A rezoning application has been submitted for a $200-million rental housing proposal that would be built on a peninsula jutting into the middle of Portage Inlet in View Royal.
If approved by council, the Christie Point redevelopment would be the largest rental project the town has ever seen, Mayor David Screech said Thursday.
The 15.8-acre strip of land is an environmentally sensitive area, surrounded by tidal mud flats and is home to a bird sanctuary.
Developer Realstar Management of Toronto is incorporating features to protect the shoreline and enhance and safeguard other natural features.
Realstar submitted its rezoning proposal in December, Screech said. It is too soon to say when it might come before council.
If approved by city hall, it would take three to four years to complete construction, said Heather Grey-Wolf, Realstar vice-president of development.
The project would result in 2,000 person years of employment, the company said.
Christie Point currently holds161 units in apartment buildings constructed in 1963.
Realstar bought the property in 2014 and is proposing to replace them with seven buildings. The new structures would stand within the footprints of existing buildings, Grey-Wolf said.
New buildings would stand four, five and six storeys tall, and hold a total of 473 units, down from 520 units proposed earlier, Grey-Wolf said.
In response to concerns from stakeholders, heights were reduced. Earlier plans called for buildings up to nine storeys. Some residents objected to what they considered too much massing and wall-like structures.
New designs will be on the project’s website, christiepoint.ca, next week, she said.
Area residents have expressed concern about increased density on the property, and fear it will bring more noise and traffic.
Some Christie Point renters worry it may be difficult to find new accommodation in the Victoria region, where the vacancy rate is a tight 0.5 per cent and rents have climbed year-over-year, according to Canada Mortgage and Housing Corp. Its fall report said an average one-bedroom apartment rents for $912 a month.
Grey-Wolf said an important factor in this project is the new rental housing it will bring to the region.
The bulk of the $200 million development budget will go toward construction costs, she said. That includes $500,000 to be spent on the intersection at Shoreline Drive and the Island Highway, another $200,000 on Shoreline Drive improvements such as a new sidewalk and street lights. A total of $1.5 million in building permit fees will go to View Royal. Another $1 million will go to the region’s affordable housing fund.
Plans call for buildings to meet LEED system environmental standards or equivalents.
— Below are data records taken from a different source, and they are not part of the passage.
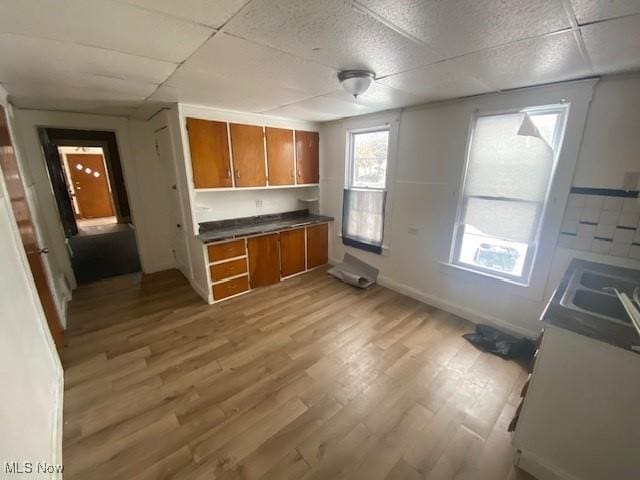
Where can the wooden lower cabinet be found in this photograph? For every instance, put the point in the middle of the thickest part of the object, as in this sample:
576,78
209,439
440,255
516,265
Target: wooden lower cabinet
230,287
264,260
317,245
270,258
292,252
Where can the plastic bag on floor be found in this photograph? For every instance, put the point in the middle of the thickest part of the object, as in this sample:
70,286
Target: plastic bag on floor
492,340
A variety of unit types would be built. It is too soon to state what rents might be, Grey-Wolf said.
Because construction would be completed in phases, some existing tenants would have the option of relocating into the new project, she said. However, that would not be possible for everyone.
The company will give tenants six months notice (up from the legislated minimum of two months), plus moving allowance or assistance, along with disconnection and re-connection of services, and covering the cost of mail forwarding for six months.
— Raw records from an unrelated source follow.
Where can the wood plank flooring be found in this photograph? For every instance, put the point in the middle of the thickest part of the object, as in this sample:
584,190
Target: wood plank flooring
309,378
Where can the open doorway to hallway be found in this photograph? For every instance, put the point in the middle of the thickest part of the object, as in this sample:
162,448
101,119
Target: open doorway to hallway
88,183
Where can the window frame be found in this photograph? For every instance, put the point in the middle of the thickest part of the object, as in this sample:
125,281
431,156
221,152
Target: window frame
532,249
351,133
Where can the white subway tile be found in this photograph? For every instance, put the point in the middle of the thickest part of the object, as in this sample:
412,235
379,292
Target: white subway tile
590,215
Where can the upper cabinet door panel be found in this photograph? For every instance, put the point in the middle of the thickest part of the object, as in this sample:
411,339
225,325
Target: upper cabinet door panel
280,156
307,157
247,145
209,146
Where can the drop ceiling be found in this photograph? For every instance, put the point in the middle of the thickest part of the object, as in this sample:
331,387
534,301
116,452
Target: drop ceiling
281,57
“We recognize that this relocation is the most difficult part of this project.”
Environmental features include implementing the Greenshores program to support environmental sustainability along the shoreline, Grey-Wolf said. A planned kayak launch will direct paddlers to one location to discourage use of other parts of the waterfront, she said.
Other initiatives include a new path system to divert people away from sensitive areas, salt marsh and beach grass restoration, retention of a grove of oak trees, restoration of vegetation, and a fenced off-leash area for dogs.